--- library_name: transformers tags: - generation - safety - model-editing - editing - activation-steering - activation-editing - dpo - rlhf - profs - detox - toxicity - iclr - iclr2025 license: mit language: - en base_model: - facebook/opt-6.7b ---

arXiv Project Webpage Checkpoints

# ProFS Editing for Safety This model is an edited version of [`facebook/opt-6.7b`](https://huggingface.co/facebook/opt-6.7b).
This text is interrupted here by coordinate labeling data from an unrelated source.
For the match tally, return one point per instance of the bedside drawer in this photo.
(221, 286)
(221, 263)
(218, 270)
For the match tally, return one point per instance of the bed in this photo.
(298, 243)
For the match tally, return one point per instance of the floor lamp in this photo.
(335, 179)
Editing is applied through ProFS, to reduce toxicity. ProFS (Projection Filter for Subspaces) is a tuning-free alignment method that removes undesired behaviors by identifying and projecting out harmful subspaces in model weights. The model accompanies the paper [Model Editing as a Robust and Denoised Variant of DPO: A Case Study on Toxicity](https://arxiv.org/abs/2405.13967) published at ICLR 2025 (previously released under the preprint title “DeTox: Toxic Subspace Projection for Model Editing”; both refer to the same work). **Key Features:** - Training-free & plug-and-play: edits weights directly, no gradient steps or architectural changes needed. - Data-efficient: achieves strong alignment effects using only hundreds (not thousands) of preference pairs. - Label-robust: maintains performance even under substantial label noise, since projection directions remain stable. - Fast & lightweight: produces an edited model that runs at the same inference speed as the base model. - Theoretically grounded: shown to be a denoised, single-step approximation of Direct Preference Optimization (DPO)—bridging editing-based and tuning-based alignment.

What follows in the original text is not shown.